Resistance level: 1.2760, 1.2850
Support level:1.2660, 1.2540
The EUR/USD pair slid last Friday as the strengthening U.S. dollar rejected the pair’s attempt to break above its resistance level. Strong U.S. job data fueled expectations of a more hawkish monetary policy from the Federal Reserve, providing upside momentum for the dollar. Additionally, political uncertainty in Europe weighed on the euro. French President Emmanuel Macron’s unexpected call for a snap legislative ballot after his party’s defeat in the European Parliament election stirred uncertainty in European governance, pushing the euro lower in Monday’s session.
EUR/USD has dropped to its one-month low level with strong bearish momentum intact with the pair. The RSI has fallen into the overbought zone while the MACD has dropped below the zero line and is diverging suggest the bearish momentum is gaining.
Resistance level: 1.0805, 1.0864
Support level: 1.0730, 1.0630
The Australian dollar dropped drastically against the U.S. dollar following the release of robust U.S. job data last Friday. However, the pair has found support at a crucial level that has been providing buoyancy since May. Looking ahead, the Chinese CPI reading due on Wednesday and the Australian job data expected on Thursday are anticipated to impact the Aussie dollar and influence the pair’s movement. Traders will be closely monitoring these reports for further direction.
The pair recorded its biggest decline in a month but is currently supported at the 0.6570 level. The RSI has dropped to the above-oversold zone, while the MACD has broken below the zero line, suggesting that bearish momentum is gaining.
Resistance level: 0.6640, 0.6680
Support level: 0.6540, 0.6500
The Japanese yen extended its losses, pressured by a downbeat Japan GDP report and the stronger-than-expected US jobs data, which widened the US-Japan yield gap. According to the Cabinet Office, Japan’s Gross Domestic Product (GDP) for the first quarter contracted by 0.50%, in line with market expectations. This significant decline has raised concerns about Japan’s economic outlook, prompting the USD/JPY pair to surge aggressively.
USD/JPY is trading higher while currently testing the resistance level. MACD has illustrated increasing bullish momentum, while RSI is at 60, suggesting the pair might extend its gains since the RSI stays above the midline.
Resistance level: 157.10, 158.45
Support level: 156.15, 155.20
Bitcoin (BTC) has been consolidating following a sharp decline over the past weekend.
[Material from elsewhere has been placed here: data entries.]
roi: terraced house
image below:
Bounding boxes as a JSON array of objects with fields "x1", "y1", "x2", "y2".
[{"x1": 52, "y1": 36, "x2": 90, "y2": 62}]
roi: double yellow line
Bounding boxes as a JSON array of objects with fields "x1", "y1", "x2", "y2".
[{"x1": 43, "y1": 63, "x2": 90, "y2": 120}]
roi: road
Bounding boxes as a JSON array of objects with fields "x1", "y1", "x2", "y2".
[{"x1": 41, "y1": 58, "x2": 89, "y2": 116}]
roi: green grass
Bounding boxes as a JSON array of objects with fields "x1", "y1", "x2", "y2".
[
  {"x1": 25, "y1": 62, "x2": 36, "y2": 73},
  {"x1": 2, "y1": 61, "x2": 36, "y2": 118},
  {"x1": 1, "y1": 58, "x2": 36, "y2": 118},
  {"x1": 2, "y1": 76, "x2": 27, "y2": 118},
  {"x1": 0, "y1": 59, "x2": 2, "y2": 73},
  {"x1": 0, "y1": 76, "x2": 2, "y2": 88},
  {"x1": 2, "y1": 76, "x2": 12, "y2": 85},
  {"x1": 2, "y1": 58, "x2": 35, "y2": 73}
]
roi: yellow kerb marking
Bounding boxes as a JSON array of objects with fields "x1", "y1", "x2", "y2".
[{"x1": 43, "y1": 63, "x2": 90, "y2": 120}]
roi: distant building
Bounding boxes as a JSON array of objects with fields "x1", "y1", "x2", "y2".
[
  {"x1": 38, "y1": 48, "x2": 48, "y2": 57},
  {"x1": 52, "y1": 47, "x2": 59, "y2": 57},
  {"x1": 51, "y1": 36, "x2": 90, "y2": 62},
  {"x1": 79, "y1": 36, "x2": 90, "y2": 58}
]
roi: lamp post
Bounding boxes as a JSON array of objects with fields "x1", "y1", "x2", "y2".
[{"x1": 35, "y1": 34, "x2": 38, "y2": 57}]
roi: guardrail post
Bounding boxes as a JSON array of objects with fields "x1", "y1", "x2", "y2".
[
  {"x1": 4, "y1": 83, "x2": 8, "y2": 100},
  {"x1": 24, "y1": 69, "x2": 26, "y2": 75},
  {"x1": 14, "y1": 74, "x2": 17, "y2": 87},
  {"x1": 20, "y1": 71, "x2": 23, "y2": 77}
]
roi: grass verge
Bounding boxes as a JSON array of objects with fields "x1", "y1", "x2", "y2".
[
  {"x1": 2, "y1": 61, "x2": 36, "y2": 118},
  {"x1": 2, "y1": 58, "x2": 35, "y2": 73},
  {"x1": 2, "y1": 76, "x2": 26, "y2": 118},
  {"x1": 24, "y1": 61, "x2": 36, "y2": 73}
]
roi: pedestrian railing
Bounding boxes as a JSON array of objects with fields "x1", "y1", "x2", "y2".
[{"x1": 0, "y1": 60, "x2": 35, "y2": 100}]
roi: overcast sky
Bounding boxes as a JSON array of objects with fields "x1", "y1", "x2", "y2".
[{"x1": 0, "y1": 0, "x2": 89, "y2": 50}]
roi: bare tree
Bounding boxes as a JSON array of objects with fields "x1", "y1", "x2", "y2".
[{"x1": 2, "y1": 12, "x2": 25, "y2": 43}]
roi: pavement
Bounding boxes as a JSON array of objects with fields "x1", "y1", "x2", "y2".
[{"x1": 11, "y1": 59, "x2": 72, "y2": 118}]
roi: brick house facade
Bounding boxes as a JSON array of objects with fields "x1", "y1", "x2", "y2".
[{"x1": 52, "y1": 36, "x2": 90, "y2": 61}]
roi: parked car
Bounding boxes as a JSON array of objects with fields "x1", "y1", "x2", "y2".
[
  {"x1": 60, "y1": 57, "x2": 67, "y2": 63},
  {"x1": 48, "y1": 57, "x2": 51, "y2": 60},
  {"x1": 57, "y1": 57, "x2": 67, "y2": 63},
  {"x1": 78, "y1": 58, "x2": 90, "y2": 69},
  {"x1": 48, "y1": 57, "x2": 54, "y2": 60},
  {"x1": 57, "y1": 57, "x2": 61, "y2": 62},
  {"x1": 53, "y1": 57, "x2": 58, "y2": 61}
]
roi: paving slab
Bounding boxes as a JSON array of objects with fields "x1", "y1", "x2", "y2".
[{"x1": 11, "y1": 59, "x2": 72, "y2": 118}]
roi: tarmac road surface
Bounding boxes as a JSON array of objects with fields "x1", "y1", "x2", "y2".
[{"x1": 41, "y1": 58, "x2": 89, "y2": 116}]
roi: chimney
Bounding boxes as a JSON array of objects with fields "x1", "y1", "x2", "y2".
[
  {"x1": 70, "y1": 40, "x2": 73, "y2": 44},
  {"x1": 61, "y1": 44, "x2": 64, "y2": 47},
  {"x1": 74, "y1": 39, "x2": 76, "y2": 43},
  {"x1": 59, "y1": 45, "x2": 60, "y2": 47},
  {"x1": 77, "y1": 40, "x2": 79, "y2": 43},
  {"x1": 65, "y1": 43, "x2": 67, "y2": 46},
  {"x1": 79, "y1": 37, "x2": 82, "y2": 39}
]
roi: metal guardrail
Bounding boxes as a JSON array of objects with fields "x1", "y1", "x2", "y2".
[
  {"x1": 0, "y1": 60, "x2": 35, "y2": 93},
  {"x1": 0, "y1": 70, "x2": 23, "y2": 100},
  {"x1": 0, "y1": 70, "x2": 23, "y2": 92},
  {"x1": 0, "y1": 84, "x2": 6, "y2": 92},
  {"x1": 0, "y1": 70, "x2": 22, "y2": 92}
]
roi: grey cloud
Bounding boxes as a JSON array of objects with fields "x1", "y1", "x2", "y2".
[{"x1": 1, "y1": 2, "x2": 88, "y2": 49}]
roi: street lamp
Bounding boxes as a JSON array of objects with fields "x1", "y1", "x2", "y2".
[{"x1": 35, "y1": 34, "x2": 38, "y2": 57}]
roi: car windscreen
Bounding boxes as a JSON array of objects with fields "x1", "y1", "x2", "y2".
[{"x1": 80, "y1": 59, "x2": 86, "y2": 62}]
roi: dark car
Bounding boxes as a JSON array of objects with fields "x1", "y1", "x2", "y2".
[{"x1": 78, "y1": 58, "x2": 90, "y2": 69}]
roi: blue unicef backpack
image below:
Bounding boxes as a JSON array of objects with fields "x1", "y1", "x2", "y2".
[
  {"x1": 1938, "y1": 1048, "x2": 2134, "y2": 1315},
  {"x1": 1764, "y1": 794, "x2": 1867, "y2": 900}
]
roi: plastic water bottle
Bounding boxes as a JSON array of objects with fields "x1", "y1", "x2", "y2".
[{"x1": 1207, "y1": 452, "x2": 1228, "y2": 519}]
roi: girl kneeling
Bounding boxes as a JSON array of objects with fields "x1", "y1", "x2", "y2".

Data suggests that profit-taking sentiment has eased, and BTC whales have started accumulating cryptocurrency. Additionally, open interest for BTC contracts has shown signs of picking up, indicating that BTC prices have found support at current levels. However, BTC prices are also being hindered by the robust U.S. job market, which may lead to a more hawkish monetary policy from the Federal Reserve. This potential for tighter monetary policy is creating headwinds for BTC.
BTC declined from its recent high above $71000 and has formed a double-top price pattern. The RSI is currently flowing below the 50 level, while the MACD has crossed below the zero line, suggesting that the downside pressure remains with BTC.
Resistance level: 70900.00, 73660.00
Support level: 67540.00, 64860.00
Crude oil prices continued to consolidate within a range as mixed economic sentiments created uncertainty about the oil market’s prospects. On the positive side, some market participants and economists expect that major global central banks might consider easing monetary policies and potentially cutting rates, which could support oil prices. However, gains remain limited due to ongoing economic uncertainties and rising oil production. Investors should continue to monitor developments for further trading signals.
Oil prices are trading higher while currently testing the resistance level. However, MACD has illustrated diminishing bullish momentum, while RSI is at 55, suggesting the commodity might experience technical correction since the RSI retreated from overbought territory.